Communications Minister, Senator Stephen Conroy, has predicted the national broadband network (NBN) will bring hundreds of TV channels to Australia and flagged a consequential need for radical change in the media sector’s regulatory framework.
In response to a question on how the NBN would affect the media sector’s regulatory framework, Conroy, pointed to IPTV providers in Hong Kong as an example of the kind of threat to incumbent TV providers that will force change.
“Convergence has happened. The broadband network is going to radically reshape the media sector,” Conroy said. “Some get it a lot, some don’t quite get it yet and some have been in a position of privilege for some time and had competition kept away from them. But broadband network IPTV [will bring] hundreds and hundreds and hundreds of channels of choice for consumers. That is going to force a radical change.”
As the NBN is based on a fibre-to-the-premises (fttp) approach that can handle the bandwidth demands of IPTV, existing regulations such as the 75/25 rule – where broadcasters are not allowed to reach more than 75 per cent of the population – will need to be reworked, Conroy said, adding he was already participating in discussions with these issues in mind.
“IPTV is an international phenomenon. Hong Kong IPTV, if you can get it connected up is just unbelievable. It is a threat not just to free to air networks it is a threat to existing, incumbent pay networks,” Conroy said. “It has a slice and dice [approach] – you can take an hour, you can take a genre, you can take a week, you can take a package of anything you want and slice and dice it any way you want. So there are enormous challenges to our media sector coming through the broadband revolution. The regulation is going to have to find a way to move, change, adopt or be got rid of as that new environment is there.”

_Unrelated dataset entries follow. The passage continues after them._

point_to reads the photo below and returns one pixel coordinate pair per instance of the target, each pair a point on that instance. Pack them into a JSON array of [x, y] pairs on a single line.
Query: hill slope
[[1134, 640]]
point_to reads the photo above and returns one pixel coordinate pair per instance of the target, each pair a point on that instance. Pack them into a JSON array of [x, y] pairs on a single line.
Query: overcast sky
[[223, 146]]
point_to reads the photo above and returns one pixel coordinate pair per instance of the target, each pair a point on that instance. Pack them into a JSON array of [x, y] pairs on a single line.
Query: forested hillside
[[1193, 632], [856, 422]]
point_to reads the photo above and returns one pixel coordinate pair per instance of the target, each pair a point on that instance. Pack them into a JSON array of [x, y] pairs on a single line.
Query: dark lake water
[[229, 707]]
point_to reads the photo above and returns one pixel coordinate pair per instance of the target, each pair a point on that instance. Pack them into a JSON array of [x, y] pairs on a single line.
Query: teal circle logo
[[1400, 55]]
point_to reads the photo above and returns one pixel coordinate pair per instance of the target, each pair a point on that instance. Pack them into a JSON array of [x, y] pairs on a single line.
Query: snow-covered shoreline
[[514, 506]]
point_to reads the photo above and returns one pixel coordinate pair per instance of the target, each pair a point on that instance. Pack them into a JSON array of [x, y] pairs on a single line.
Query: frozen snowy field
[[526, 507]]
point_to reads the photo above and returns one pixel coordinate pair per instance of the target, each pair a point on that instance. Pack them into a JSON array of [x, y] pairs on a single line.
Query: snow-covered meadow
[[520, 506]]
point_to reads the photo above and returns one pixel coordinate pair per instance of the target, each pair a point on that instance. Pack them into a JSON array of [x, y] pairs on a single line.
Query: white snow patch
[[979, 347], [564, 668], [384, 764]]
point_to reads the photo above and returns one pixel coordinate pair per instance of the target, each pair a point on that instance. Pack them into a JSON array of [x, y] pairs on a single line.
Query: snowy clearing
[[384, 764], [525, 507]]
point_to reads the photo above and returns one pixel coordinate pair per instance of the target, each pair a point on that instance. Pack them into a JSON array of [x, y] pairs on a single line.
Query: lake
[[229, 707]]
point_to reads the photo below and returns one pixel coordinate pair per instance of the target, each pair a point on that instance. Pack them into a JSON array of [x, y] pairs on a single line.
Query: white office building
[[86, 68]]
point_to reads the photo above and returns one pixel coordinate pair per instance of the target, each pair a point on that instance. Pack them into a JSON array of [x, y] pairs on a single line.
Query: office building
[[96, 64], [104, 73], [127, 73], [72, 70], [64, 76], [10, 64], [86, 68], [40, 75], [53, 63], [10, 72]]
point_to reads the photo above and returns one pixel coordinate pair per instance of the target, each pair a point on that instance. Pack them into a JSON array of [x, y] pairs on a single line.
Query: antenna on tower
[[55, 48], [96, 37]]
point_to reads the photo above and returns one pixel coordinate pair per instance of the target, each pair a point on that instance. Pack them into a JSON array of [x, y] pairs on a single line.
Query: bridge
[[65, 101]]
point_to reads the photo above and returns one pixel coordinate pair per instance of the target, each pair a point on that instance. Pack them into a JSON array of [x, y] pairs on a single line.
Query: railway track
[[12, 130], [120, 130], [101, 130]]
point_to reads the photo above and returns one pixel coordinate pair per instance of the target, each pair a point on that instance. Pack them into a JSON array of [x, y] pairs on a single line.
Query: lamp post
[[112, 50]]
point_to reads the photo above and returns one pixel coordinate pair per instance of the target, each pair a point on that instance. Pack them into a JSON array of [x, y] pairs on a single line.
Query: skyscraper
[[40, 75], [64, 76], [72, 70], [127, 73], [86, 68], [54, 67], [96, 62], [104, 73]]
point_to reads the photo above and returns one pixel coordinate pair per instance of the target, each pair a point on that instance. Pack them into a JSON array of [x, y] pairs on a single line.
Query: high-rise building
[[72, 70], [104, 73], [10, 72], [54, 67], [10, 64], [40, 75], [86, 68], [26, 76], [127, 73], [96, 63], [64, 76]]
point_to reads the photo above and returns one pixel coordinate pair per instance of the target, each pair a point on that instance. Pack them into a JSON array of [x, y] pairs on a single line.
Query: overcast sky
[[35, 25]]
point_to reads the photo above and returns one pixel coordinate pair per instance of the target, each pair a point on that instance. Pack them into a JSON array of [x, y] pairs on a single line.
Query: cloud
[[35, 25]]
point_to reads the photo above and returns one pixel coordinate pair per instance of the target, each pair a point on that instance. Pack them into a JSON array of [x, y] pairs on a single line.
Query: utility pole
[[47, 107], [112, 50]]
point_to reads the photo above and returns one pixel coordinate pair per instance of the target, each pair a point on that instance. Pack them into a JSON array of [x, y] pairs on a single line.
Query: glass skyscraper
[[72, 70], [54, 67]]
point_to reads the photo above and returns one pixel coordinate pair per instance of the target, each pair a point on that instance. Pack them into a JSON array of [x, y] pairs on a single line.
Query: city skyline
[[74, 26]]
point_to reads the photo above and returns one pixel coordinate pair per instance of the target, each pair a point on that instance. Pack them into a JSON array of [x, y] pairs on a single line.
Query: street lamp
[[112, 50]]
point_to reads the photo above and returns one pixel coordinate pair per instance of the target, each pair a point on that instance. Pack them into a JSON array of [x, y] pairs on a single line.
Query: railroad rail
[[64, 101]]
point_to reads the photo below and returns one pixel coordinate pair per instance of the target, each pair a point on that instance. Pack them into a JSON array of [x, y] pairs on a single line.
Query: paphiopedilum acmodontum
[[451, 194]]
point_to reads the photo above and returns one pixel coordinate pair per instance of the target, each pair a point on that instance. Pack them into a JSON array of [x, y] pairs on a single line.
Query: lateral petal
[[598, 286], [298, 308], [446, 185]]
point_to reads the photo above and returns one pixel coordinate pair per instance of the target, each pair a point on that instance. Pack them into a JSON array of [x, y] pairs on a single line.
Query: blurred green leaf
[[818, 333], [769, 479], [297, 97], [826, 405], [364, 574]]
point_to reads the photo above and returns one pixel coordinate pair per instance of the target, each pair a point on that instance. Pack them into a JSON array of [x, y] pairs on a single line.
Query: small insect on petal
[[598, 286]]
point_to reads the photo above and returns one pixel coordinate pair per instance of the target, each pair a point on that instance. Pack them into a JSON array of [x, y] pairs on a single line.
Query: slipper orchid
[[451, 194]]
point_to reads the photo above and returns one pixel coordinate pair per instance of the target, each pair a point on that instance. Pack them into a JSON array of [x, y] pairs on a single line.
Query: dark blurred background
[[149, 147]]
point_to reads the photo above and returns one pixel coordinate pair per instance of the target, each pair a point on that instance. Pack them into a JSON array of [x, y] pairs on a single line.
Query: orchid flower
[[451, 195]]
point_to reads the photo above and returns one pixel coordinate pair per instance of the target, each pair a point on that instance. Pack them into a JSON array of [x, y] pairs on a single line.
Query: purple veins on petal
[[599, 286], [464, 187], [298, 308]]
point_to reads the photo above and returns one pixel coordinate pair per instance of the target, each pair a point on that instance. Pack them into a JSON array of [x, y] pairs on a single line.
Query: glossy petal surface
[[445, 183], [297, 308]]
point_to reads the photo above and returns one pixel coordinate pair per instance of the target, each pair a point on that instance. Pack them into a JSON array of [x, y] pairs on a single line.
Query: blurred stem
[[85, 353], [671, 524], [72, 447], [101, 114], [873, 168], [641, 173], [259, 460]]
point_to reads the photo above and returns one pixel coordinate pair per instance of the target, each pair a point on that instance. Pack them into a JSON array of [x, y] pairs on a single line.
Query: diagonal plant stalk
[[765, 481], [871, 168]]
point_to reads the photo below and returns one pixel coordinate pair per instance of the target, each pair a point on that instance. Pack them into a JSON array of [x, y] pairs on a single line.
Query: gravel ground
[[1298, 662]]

The minister’s comments were also recently echoed by Alcatel-Lucent Asia-Pacific futurologist, Geof Heydon.
“If you said to me, in 20 years time what would be the way we are watching broadcast TV, the answer would be on the fibre network. There won’t be any terrestrial TV anymore – there just won’t be any reason to have it. There will be a migration to fully digital and then I think a migration to fibre-based delivery for everybody,” he told ARN in a recent interview.